Die Frage der Kontrolle – und der Schutz sensibler Informationen – wird laut Taradzic dann akut, wenn KI tief ins Kerngeschäft eingreift. Also: Wer mit KI unternehmenskritische Prozesse automatisiert, braucht eine glasklare Governance und saubere Compliance, sonst droht ein Fiasko.

Wie kann das praktisch aussehen?

Am sichersten fährt, wer KI-Workloads auf internen, privaten Plattformen hält – dann bleiben Daten und Know-how im Unternehmen, Abhängigkeiten von großen Cloud-Anbietern sind passé. Wer strategisch klug KI-Lösungen an zentralen Wertschöpfungspunkten einsetzt, gewinnt Robustheit und bleibt Herr über die eigenen Daten.

Wie geht ein idealer KI-Start?

Verstehen, wie die eigene Wertschöpfungskette tickt, ist das A und O. Daraus ergeben sich dann ganz natürlich die besten KI-Use-Cases – und die größten Chancen für echten wirtschaftlichen Nutzen. Fokus, Disziplin und eine individuelle Plattform helfen, den Nebel zu lichten und nachhaltige Wettbewerbsvorteile zu sichern.

Pressekontakt:

Direkt vernetzen?

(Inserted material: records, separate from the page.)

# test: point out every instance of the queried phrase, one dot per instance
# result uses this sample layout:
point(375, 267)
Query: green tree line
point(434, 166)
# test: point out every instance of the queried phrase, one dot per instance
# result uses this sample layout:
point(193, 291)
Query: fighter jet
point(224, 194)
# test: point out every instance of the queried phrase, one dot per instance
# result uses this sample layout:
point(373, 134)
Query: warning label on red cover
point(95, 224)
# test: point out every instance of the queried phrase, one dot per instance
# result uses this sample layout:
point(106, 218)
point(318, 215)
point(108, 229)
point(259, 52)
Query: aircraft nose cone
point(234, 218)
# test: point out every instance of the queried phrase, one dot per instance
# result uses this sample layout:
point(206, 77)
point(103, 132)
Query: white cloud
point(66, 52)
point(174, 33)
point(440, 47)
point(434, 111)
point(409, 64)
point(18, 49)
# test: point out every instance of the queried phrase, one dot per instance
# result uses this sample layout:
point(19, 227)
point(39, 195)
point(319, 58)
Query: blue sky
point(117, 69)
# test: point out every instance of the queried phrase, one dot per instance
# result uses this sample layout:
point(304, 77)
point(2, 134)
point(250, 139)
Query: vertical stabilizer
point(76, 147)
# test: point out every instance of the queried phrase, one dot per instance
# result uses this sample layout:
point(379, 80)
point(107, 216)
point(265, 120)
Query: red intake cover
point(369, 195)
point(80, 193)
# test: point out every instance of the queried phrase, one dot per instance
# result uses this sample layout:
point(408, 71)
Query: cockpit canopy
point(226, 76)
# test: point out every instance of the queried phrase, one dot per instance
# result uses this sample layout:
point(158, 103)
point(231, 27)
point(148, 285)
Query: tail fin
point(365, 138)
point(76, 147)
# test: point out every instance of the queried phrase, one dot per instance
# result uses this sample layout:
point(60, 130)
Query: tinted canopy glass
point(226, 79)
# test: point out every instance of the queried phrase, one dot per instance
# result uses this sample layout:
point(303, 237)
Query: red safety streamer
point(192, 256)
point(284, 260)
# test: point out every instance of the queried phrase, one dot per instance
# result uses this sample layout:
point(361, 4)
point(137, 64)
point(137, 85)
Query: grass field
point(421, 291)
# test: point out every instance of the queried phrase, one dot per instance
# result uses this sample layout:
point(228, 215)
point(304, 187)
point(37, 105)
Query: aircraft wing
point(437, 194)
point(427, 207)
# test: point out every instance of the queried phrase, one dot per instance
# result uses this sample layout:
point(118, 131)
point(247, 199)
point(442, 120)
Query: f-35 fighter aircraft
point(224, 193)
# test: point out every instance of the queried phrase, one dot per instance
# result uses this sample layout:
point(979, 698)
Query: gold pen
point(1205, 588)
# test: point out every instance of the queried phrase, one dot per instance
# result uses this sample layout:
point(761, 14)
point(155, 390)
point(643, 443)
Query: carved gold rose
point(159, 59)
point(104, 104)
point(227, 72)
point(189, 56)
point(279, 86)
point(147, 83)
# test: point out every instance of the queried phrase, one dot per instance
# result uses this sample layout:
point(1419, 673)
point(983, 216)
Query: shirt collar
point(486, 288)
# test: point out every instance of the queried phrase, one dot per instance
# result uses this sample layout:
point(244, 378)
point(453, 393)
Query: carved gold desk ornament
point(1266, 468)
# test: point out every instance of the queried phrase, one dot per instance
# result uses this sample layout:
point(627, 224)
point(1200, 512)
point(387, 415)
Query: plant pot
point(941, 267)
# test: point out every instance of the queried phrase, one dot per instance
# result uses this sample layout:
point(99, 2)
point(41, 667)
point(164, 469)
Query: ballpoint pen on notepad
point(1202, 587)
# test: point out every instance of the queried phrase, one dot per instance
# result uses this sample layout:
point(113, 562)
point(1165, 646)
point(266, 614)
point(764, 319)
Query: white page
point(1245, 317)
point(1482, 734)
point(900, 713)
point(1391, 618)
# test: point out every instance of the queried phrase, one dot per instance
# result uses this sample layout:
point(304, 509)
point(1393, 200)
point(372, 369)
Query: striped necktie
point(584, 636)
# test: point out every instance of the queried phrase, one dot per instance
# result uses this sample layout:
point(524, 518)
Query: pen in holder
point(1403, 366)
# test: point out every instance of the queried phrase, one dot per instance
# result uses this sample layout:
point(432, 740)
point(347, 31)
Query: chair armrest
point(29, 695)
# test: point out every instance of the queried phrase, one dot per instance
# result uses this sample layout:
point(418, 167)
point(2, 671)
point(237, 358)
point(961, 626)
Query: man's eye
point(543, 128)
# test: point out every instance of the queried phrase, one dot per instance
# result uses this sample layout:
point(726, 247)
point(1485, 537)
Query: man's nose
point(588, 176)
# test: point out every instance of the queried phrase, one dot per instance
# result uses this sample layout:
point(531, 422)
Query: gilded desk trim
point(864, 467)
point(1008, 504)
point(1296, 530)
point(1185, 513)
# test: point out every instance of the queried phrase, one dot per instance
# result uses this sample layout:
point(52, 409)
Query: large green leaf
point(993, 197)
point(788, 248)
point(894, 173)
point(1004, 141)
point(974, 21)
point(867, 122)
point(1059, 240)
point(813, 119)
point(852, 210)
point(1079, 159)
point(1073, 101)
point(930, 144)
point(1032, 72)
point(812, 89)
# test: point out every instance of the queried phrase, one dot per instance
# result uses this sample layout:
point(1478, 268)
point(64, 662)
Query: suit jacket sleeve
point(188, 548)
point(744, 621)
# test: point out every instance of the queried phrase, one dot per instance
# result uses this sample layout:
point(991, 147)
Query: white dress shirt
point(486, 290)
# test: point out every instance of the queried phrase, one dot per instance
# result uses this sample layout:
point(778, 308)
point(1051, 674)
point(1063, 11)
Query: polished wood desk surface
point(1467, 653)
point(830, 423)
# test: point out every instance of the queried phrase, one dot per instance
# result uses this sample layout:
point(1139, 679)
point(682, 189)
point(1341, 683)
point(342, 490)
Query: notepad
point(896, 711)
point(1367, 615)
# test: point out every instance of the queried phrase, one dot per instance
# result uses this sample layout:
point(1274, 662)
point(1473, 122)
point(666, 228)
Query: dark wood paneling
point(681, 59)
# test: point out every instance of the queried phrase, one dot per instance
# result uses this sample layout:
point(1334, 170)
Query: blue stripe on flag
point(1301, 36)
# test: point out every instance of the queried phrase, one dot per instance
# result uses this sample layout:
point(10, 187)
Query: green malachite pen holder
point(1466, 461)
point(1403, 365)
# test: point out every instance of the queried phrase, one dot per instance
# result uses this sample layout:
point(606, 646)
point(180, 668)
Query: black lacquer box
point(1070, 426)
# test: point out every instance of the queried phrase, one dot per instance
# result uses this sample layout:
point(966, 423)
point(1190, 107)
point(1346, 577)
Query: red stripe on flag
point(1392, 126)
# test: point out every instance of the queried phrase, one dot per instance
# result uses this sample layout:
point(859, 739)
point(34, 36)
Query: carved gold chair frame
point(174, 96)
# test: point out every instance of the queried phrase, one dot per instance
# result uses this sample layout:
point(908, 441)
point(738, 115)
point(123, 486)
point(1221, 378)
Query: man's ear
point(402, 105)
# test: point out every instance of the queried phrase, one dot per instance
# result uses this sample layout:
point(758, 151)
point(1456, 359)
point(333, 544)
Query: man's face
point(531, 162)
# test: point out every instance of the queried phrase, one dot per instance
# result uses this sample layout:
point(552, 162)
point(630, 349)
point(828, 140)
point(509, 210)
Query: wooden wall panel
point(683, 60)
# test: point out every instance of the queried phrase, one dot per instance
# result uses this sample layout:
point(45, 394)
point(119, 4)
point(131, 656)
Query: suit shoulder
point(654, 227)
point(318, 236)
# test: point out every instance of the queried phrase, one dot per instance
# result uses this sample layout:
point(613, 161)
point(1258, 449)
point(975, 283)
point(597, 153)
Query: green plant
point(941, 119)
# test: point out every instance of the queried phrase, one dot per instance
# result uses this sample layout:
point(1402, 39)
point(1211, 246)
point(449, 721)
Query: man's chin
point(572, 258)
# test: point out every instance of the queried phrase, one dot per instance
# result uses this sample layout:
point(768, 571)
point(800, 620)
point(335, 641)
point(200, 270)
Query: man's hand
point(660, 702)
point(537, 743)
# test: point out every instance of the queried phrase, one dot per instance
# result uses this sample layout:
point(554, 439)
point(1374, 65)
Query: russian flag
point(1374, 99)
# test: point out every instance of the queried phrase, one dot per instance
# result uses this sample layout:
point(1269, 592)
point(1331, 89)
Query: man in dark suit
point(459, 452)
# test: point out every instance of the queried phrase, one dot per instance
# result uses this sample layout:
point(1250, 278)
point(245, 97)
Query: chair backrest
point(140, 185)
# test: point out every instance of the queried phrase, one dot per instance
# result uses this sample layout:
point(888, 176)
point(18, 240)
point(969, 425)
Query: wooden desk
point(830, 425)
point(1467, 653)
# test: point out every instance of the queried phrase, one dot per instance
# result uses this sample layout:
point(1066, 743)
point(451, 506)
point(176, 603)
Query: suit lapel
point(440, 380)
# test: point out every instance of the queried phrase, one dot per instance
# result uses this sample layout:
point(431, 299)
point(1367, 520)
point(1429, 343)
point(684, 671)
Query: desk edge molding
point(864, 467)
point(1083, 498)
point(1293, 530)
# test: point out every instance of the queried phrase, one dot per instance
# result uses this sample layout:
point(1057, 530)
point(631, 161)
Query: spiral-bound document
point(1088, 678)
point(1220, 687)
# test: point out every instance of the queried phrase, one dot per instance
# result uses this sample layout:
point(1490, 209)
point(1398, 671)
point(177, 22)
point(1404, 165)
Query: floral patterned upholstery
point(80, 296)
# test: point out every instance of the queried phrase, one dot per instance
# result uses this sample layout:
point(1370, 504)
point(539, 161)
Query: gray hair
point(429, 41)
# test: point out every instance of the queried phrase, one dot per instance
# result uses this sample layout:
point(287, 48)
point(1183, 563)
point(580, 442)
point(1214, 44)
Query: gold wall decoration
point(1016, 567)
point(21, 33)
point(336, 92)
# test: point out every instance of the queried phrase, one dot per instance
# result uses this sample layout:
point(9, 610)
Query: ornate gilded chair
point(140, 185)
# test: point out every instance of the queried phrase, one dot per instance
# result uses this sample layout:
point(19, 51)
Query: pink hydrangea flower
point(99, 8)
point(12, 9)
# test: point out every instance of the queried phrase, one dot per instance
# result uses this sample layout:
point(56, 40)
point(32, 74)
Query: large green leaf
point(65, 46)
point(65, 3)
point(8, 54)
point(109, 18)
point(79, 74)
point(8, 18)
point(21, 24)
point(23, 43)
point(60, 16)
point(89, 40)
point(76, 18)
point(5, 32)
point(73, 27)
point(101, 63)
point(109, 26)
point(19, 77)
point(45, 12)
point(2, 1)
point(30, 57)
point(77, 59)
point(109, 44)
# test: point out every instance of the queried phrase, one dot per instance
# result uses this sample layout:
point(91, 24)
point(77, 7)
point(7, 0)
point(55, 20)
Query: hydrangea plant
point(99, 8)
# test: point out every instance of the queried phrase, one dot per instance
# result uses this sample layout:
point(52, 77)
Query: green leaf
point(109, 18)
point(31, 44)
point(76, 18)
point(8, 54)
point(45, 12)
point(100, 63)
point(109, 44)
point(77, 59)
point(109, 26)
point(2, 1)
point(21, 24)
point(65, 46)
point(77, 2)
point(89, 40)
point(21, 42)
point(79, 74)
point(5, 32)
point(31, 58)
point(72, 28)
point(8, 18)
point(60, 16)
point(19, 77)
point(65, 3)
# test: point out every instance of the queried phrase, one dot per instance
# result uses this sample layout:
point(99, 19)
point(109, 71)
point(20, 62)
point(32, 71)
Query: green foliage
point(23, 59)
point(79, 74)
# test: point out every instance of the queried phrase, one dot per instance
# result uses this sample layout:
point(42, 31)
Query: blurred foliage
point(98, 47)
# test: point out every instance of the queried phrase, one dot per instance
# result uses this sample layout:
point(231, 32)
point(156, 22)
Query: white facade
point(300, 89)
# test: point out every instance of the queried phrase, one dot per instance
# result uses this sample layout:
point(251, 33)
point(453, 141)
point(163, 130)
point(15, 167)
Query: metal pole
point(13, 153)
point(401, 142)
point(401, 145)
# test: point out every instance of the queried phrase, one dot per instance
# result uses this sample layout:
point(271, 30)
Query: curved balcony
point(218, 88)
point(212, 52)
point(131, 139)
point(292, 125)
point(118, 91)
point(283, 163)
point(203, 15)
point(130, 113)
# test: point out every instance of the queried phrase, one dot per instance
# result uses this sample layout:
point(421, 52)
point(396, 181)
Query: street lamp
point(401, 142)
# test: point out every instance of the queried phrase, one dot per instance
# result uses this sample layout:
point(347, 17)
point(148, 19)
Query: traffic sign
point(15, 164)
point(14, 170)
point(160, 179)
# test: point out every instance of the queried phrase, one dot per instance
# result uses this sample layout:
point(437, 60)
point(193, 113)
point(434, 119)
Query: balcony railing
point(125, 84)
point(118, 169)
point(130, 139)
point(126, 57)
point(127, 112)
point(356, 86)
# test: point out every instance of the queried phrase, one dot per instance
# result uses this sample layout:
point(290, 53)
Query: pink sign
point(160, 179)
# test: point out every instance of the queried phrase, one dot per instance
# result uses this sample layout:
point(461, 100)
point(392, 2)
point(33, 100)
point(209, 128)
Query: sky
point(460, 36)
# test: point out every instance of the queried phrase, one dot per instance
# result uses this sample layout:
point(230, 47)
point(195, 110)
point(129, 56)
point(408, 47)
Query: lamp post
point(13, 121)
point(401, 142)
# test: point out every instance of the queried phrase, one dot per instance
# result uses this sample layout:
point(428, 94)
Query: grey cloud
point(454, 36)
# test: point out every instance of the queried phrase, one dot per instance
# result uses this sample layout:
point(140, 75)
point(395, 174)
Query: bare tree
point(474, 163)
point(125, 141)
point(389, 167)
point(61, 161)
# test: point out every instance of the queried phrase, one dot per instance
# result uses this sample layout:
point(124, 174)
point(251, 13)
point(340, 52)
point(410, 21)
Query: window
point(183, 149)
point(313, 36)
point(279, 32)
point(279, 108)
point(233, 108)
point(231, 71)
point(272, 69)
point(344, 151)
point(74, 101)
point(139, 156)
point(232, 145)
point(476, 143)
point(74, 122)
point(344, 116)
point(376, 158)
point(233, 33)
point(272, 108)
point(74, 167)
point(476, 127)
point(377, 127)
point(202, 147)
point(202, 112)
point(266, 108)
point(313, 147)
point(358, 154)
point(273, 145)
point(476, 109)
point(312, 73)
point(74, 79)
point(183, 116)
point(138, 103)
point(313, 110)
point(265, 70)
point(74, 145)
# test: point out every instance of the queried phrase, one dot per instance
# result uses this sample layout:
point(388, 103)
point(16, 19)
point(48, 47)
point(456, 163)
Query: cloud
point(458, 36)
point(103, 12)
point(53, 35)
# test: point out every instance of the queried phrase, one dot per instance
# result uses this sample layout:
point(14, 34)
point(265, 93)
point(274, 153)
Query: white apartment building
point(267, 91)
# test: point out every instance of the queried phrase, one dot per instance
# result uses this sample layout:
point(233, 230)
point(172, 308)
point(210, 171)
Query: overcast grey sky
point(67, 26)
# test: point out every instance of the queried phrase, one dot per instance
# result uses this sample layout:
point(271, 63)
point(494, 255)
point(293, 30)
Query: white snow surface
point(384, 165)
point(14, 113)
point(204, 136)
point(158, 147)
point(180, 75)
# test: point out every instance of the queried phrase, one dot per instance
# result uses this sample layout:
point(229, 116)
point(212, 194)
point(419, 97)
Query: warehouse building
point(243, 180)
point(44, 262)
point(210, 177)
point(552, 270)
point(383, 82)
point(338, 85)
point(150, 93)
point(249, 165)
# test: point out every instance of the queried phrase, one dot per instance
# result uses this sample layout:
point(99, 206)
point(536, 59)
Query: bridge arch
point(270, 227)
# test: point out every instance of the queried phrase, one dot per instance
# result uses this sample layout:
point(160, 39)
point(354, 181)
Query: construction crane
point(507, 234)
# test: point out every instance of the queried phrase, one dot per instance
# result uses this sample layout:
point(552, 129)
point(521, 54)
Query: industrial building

Hier entlang: Dr. Daniel Taradzic
M: caio-office@qbeyond.de

Quellenangabe: q.beyond AG, via news aktuell

http://ots.de/5f57fa

Künstliche Intelligenz (KI) steht für viele Unternehmen zwischen Vision und Wirklichkeit. Der Mittelstand ringt mit der praktischen Umsetzung – technische Möglichkeiten existieren, doch es fehlt oft an realen Geschäftserfolgen. Experten wie Dr. Daniel Taradzic betonen daher die Bedeutung zielgerichteter, strategischer KI-Implementierung und die enge Verbindung zu Governance-Themen wie Datenschutz und Kontrolle: Wer Wertschöpfungsketten versteht, geeignete Partner wählt und sich auf sichere, souveräne Plattformen stützt, kann die Wertschöpfung und Wettbewerbsfähigkeit nachhaltig steigern. Ergänzend zeigt ein aktueller Bericht der Süddeutschen Zeitung, dass deutsche Unternehmen unter zunehmendem Zeitdruck stehen, KI-Lösungen nicht nur zu testen, sondern konsequent auf alle relevanten Geschäftsbereiche auszurollen. Laut FAZ kommen insbesondere Unternehmen mit klarer Datenstrategie und pragmatischem KI-Fokus am schnellsten zu messbaren Erfolgen, während rein technologiegetriebene Ansätze häufig im Sande verlaufen und Frust erzeugen. Die taz hebt hervor, dass nachhaltige und ethisch vertretbare KI-Nutzung zu einer entscheidenden Führungsfrage heranwächst, weil darum künftig auch das Vertrauen von Partnern, Kunden und Mitarbeitern ringt.